Direkte Hilfe durch gute Vernetzung möglich
„Es gibt einen Koordinationskreis, dem wir auch angehören“, erzählt die Pfarrerin, denn die vielen Aktivitäten der Initiative sowie die Kommunikation nach innen und außen müssten organisiert werden. Damit dies gut funktioniert, haben sich mehrere Untergruppen mit unterschiedlichen Schwerpunkten wie Öffentlichkeitsarbeit, Spenden, Begleitung zu Ämtern, Freizeit, Lernen, medizinische und psychologische Versorgung gebildet.
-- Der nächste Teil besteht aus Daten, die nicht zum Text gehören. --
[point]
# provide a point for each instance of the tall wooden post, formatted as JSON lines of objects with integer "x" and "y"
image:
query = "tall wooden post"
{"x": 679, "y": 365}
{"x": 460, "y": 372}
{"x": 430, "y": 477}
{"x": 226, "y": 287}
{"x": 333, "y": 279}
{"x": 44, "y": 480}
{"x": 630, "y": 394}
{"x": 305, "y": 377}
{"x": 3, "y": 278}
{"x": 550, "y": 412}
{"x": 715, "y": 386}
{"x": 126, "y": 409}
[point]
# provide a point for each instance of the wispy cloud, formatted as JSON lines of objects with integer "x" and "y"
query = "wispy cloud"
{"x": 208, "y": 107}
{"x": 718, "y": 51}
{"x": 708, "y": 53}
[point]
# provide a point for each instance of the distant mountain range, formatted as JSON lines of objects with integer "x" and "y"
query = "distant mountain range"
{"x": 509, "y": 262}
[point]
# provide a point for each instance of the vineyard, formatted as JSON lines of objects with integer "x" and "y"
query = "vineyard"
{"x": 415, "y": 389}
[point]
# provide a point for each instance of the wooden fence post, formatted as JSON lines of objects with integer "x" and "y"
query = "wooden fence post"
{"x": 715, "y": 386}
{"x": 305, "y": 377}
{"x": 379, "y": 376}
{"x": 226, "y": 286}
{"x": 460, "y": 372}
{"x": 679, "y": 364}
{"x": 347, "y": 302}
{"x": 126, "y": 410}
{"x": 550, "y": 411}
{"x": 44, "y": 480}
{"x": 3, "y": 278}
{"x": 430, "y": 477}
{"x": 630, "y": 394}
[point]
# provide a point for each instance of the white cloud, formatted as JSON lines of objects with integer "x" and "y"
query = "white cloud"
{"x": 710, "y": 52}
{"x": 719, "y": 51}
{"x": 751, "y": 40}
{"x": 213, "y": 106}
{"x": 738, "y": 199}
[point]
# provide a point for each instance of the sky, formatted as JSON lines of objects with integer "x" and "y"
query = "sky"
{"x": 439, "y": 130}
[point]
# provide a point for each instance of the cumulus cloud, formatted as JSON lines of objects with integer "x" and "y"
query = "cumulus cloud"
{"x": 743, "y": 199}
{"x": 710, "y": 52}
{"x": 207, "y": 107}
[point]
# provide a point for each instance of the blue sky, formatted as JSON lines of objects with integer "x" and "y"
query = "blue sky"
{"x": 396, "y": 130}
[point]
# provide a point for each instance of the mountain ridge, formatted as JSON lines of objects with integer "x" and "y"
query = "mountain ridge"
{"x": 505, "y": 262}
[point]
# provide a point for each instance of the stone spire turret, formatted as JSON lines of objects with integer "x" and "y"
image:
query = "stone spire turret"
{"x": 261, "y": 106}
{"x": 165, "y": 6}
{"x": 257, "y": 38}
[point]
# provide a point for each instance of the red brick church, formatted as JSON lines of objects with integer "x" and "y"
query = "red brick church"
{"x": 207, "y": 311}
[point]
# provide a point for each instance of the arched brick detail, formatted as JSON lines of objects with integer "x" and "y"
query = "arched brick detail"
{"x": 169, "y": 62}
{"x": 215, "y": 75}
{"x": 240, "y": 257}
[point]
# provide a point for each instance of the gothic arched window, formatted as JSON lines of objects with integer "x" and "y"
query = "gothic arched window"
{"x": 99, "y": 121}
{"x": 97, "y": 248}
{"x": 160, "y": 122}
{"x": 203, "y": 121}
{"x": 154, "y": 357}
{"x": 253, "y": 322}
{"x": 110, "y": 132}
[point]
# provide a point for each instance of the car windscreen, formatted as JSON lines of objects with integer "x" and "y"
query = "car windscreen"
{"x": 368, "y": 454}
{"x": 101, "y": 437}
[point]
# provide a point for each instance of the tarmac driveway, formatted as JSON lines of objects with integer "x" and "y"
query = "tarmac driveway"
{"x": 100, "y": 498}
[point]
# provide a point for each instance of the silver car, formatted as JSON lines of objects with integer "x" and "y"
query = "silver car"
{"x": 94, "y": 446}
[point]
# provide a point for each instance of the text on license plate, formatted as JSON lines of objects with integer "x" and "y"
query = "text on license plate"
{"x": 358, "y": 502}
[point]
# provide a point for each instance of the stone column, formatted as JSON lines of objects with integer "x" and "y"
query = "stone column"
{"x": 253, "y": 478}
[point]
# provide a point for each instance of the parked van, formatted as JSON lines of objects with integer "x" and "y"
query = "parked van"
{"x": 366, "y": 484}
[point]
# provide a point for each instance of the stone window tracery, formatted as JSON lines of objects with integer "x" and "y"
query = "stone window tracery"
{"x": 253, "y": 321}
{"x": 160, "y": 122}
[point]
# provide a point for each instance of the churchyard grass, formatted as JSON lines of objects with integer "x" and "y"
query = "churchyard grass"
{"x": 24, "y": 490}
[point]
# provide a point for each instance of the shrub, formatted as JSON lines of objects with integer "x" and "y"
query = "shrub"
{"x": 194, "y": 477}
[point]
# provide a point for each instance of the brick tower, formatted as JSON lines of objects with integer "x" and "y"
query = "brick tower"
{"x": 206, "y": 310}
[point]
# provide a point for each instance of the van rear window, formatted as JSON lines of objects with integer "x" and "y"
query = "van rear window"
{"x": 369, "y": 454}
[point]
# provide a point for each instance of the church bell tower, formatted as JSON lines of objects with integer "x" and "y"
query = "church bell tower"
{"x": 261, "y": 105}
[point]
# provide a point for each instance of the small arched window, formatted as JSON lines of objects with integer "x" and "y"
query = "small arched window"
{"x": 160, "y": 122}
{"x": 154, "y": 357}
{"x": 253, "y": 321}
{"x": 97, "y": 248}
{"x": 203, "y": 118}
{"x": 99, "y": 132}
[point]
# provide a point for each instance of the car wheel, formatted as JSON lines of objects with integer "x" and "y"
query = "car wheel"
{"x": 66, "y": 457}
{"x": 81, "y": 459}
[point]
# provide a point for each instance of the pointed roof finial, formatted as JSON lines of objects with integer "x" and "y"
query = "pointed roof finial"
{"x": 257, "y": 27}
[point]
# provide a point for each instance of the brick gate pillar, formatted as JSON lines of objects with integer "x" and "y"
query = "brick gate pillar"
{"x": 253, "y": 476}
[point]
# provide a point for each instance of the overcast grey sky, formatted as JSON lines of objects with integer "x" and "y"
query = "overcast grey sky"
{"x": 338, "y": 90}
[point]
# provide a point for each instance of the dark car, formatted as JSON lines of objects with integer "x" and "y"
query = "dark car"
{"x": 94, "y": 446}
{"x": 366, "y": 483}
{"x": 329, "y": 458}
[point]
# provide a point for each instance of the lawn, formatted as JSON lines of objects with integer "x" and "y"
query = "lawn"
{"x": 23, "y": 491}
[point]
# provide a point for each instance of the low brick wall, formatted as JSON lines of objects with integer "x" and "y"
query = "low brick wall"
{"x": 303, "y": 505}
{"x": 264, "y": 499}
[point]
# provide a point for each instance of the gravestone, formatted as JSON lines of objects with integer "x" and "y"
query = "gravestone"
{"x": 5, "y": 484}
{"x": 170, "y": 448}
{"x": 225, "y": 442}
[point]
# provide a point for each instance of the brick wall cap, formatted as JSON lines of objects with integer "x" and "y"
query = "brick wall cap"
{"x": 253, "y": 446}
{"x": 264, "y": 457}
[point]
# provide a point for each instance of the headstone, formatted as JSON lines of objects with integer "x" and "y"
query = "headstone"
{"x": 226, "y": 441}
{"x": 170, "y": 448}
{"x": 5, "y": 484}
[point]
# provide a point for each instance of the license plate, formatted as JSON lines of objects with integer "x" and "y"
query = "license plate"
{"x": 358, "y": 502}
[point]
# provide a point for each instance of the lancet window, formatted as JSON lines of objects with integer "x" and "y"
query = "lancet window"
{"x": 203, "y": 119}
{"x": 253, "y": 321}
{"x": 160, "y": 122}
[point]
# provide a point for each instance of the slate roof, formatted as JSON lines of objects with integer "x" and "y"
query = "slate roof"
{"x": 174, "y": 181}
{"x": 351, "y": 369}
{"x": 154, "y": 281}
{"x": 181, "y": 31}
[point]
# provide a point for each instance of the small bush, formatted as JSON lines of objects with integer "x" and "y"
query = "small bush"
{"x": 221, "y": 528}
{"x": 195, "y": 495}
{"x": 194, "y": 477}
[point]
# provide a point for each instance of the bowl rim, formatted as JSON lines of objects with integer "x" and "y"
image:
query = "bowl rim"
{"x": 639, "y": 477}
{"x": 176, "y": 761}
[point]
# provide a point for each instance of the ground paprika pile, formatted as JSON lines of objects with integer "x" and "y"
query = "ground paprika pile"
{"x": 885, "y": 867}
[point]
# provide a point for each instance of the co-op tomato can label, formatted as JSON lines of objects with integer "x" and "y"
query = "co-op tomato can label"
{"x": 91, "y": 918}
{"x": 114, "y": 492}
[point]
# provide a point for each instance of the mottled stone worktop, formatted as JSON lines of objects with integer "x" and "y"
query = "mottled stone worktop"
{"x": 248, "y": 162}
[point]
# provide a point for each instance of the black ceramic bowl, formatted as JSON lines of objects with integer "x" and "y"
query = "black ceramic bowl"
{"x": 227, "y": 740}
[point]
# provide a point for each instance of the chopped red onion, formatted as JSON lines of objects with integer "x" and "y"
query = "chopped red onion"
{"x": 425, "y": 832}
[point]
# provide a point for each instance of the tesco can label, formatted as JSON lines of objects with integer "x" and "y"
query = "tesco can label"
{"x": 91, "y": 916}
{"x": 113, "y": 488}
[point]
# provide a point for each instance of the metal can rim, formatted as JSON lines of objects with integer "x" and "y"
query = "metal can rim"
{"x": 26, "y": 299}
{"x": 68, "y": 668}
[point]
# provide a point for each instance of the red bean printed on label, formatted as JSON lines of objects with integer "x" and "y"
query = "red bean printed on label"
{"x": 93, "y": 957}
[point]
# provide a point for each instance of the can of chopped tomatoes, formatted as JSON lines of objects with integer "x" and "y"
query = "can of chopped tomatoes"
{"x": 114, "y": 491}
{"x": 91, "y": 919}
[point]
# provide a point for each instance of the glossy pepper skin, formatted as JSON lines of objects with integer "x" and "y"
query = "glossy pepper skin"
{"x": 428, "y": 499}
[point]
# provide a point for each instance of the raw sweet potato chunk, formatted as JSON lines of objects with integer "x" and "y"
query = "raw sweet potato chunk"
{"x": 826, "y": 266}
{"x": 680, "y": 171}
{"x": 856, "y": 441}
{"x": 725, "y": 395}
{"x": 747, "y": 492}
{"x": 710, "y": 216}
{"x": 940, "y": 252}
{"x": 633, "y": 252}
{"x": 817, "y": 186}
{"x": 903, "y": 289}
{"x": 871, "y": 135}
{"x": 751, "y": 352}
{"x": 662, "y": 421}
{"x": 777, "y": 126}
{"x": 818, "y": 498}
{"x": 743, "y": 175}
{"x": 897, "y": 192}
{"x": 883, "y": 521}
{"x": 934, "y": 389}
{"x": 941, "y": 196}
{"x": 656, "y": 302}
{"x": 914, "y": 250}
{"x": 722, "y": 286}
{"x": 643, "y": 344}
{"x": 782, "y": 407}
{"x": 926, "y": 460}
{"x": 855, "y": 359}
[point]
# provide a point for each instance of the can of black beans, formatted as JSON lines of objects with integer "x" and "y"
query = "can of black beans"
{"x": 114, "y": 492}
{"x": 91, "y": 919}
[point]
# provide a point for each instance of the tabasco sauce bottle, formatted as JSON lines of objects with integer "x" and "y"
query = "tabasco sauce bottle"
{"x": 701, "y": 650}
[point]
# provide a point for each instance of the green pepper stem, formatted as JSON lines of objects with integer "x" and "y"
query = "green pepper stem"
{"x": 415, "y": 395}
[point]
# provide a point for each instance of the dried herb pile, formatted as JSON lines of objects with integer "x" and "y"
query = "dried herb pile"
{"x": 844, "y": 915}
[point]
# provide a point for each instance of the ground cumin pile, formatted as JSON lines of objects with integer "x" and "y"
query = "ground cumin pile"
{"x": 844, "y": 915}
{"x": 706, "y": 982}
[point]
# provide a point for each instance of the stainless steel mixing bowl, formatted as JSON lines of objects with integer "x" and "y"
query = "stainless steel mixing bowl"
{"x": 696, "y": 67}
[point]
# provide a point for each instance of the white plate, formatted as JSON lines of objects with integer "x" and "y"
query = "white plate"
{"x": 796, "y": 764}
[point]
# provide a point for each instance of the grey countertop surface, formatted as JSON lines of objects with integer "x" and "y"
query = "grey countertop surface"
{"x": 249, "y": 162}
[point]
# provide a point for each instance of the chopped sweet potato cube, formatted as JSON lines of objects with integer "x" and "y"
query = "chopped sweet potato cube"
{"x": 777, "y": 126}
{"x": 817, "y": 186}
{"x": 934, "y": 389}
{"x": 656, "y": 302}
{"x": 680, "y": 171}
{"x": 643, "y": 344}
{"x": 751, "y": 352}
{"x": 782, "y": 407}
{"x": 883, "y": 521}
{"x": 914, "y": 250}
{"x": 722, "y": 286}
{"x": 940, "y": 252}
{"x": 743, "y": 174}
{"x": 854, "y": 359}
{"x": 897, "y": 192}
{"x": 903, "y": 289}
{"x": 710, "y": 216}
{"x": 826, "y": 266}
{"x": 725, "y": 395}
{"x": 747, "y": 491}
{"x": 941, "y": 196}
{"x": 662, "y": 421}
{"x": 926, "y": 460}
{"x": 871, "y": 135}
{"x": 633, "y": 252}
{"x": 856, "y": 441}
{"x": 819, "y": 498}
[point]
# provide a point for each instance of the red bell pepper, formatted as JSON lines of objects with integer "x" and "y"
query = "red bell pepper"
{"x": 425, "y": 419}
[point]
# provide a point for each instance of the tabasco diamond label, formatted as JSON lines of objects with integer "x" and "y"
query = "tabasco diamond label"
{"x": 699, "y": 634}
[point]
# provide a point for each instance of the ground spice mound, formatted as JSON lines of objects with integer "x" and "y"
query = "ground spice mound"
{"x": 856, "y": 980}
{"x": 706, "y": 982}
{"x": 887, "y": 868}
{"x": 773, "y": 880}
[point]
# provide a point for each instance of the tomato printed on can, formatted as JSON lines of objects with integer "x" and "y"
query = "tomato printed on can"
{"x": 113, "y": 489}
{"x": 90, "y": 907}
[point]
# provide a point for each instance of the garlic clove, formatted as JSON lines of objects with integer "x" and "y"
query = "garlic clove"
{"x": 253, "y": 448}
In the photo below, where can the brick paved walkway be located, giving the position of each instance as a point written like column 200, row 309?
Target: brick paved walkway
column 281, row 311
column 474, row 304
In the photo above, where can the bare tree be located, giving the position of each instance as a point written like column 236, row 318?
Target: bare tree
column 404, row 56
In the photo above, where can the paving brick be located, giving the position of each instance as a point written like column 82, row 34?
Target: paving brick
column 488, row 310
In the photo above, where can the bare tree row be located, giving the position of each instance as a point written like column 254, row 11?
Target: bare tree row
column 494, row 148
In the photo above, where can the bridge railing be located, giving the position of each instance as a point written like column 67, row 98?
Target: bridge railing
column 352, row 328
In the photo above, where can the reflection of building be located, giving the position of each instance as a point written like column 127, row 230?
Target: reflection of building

Die Vernetzung untereinander sei sehr gut, man kenne sich und wisse sofort, wen man zu welchem Anliegen ansprechen könne, so dass eine direkte Hilfe möglich sei, so Falk-van-Rees.

Evangelische Gemeinde richtete Spendenkonto ein
Die Protestanten in Köln-Brück und Köln-Merheim bringen sich in vielen Bereichen ein, wenn es darum geht, den neuen Bewohnerinnen und Bewohnern ihres Stadtteils zu helfen, in ihrer neuen Umgebung Fuß zu fassen. Viele Gemeindeglieder arbeiten ehrenamtlich in unterschiedlichen Arbeitsgruppen mit. „Wir unterstützen, wo wir können. Zum Beispiel hat unsere Gemeinde ein Spendenkonto eingerichtet, weil die Willkommensinitiative nicht als gemeinnützig gilt und deshalb keine Geldspenden entgegennehmen darf“, sagt die Pfarrerin. Aber auch Gemeinderäume würden für Gruppen zur Verfügung gestellt und Sachspenden an die entsprechenden Verteilstellen wie Kleiderkammern oder Möbellager vermittelt, bzw. direkt an die Flüchtlinge weitergeleitet.

Große Akzeptanz, aber auch Ängste
Natürlich gebe es neben dem großen Engagement und der Willkommenskultur auch viele Gegenstimmen und Ängste in der Bevölkerung. „Wir sind da ständig im Gespräch. Wenn 85 alleinstehende Männer direkt neben einem Neubaugebiet mit Familien mit Kindern einziehen, gibt es auch kritische Stimmen, obwohl bis jetzt nichts passiert ist“, schildert Falk-van-Rees die Reaktionen auf die Unterbringung von Flüchtlingen in einem ehemaligen Sporthotel in der Flehburg. Aber bei den meisten erlebe sie eine große Akzeptanz und Unterstützungsbereitschaft, den neuen Nachbarn vor allem bei ihren Alltagsproblemen wie Behördengänge oder Arztbesuche zu helfen und mit ihnen in Kontakt zu kommen. So sei es mittlerweile schon zu einer “kleinen Tradition” geworden, dass sich die Heimbewohner, Initiativemitglieder sowie interessierte Mitbürger und -bürgerinnen jeden Sonntag zum “Tag der offenen Tür” im Gemeinschaftsraum des Wohnheims in der Flehburg treffen, wo neben vielen Gesprächen und Austausch auch gemeinsam Musik gemacht wird, oder, wie kürzlich mit Gästen des ESN (Erasmus Student Network), Fußball gespielt wird. Für den Sommer ist bereits ein großes Willkommensfest auf dem Brücker Marktplatz geplant.

Drittes Flüchtlingsheim in Brück geplant
„Die Stadt Köln tut was sie kann, um den Menschen zu helfen. Aber oft reicht das nicht. In der Flehburg arbeitet eine junge Sozialarbeiterin zwei Stunden pro Woche. Das ist natürlich viel zu wenig“, schildert Falk-van-Rees die Situation vor Ort. Noch in diesem Jahr werde wohl die Zahl der Flüchtlinge in Brück von 80 auf 300 steigen, wenn ein von der Stadt Köln geplantes drittes Flüchtlingshaus in Brück bezogen werden sollte, berichtet Falk-van-Rees. Da sei es gut zu wissen, dass sich viele Menschen in Brück Gedanken machen, wie man die Bewohnerinnen und Bewohner in den Flüchtlingsunterkünften noch besser integrieren könne. So bot kürzlich ein örtlicher Verein vier Plätze im Tischtennis-Sport an. Weitere Unterstützung ist erwünscht und kann über die Homepage von „Willkommen in Brück“ vermittelt werden.